Moisés: Se os partidos não canalizam a insatisfação, há um hiato importante. Em algumas situações históricas, esses hiatos acabaram servindo a aventuras antidemocráticas. Já tivemos a experiência do caçador de marajás. Aliás, uma das características daquela experiência é que não existia um partido quando Fernando Collor se lançou candidato. Um partido teve que ser montado em seis meses. Circunstâncias dessa natureza podem se prestar a aventuras que muito raramente têm sentido democrático.
Valor: Por que o PSDB, principal partido contrário ao governo, não consegue ser o polo aglutinador da oposição?
Moisés: O PSDB está num percurso errático. Uma hora quer o impeachment, outra hora quer convocar novas eleições, fora das regras constitucionais, outra hora a bancada na Câmara dos Deputados aprova projetos que aumentam os gastos públicos num contexto de ajuste fiscal, contrariando a posição programática. O PSDB não consegue oferecer uma linha clara e isso dispersa a opinião pública. Tenho ouvido muitas dúvidas sobre o papel do PSDB, que teria potencial para constituir-se em polo central das oposições. Tem potencial de apoio eleitoral e tem potencial de presença na Câmara e no Senado, tem potencial de presença em alguns Estados importantes.
Valor: A "Agenda Brasil" traz alguma tranquilidade ao governo?

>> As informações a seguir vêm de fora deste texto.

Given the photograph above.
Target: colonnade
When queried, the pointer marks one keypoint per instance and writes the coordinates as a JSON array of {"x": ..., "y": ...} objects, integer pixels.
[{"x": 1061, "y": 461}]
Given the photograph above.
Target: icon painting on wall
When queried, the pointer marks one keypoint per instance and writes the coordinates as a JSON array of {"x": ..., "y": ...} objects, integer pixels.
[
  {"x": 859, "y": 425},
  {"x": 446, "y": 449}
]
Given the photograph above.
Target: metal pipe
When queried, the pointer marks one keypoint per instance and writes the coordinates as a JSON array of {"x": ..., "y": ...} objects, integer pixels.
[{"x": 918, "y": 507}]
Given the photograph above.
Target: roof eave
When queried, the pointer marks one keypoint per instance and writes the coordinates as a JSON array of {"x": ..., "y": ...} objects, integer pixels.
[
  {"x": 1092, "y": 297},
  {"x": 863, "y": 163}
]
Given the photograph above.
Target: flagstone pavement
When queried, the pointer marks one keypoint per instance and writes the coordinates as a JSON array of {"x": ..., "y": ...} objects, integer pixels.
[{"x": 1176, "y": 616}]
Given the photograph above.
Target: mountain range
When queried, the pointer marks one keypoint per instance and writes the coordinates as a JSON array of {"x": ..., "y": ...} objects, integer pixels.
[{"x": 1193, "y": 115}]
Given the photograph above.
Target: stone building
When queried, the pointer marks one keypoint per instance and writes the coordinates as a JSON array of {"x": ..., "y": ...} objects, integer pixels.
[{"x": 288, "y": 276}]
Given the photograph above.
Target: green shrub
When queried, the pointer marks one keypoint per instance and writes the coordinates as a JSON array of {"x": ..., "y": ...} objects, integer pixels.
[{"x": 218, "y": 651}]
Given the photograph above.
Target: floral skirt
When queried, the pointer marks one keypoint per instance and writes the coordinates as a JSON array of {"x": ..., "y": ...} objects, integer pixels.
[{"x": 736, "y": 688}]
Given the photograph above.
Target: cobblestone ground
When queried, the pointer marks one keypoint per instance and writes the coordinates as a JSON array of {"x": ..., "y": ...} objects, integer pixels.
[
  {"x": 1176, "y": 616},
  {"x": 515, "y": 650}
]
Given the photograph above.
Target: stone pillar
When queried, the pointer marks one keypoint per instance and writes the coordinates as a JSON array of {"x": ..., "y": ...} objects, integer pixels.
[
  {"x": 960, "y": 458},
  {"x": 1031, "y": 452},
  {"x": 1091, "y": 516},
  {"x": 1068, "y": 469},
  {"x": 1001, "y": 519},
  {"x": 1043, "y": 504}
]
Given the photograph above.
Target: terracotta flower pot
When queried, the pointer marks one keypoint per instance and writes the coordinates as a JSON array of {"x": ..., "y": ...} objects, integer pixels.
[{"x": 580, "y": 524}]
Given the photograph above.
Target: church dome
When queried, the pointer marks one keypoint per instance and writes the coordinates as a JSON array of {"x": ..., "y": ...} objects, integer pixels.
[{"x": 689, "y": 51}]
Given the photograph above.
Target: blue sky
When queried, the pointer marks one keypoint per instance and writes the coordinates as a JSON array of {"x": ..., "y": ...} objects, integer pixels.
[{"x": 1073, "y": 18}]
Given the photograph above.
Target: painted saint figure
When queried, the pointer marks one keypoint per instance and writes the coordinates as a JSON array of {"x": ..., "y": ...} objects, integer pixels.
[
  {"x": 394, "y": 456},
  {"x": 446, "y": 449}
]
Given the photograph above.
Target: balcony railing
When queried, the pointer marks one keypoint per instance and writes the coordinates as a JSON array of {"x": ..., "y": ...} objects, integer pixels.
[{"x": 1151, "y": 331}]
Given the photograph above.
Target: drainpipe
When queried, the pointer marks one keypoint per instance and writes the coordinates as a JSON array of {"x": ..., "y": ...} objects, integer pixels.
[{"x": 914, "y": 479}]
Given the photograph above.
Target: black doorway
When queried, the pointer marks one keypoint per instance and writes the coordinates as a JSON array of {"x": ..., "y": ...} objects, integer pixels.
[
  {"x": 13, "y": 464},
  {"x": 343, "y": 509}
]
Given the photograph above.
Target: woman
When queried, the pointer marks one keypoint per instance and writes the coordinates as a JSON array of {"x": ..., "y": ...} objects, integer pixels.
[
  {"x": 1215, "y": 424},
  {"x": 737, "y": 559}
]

Moisés: Repetindo o que acontece na história do Brasil, fez-se um acordo de elites. Como demonstram as manifestações, esse acordo está em conflito com uma parte importante da opinião pública. Um tema muito forte das manifestações é a crítica à posição da presidente na campanha eleitoral, quando ela deu uma imagem falsa da situação econômica, como estamos vendo hoje com a inflação e o desemprego. Todo esse cenário foi apresentado de maneira rósea. Ouvi isso de muita gente na manifestação: "Eles mentiram para nós". Mas é inegável que a mudança da conjuntura na última quinzena aliviou a situação de Dilma.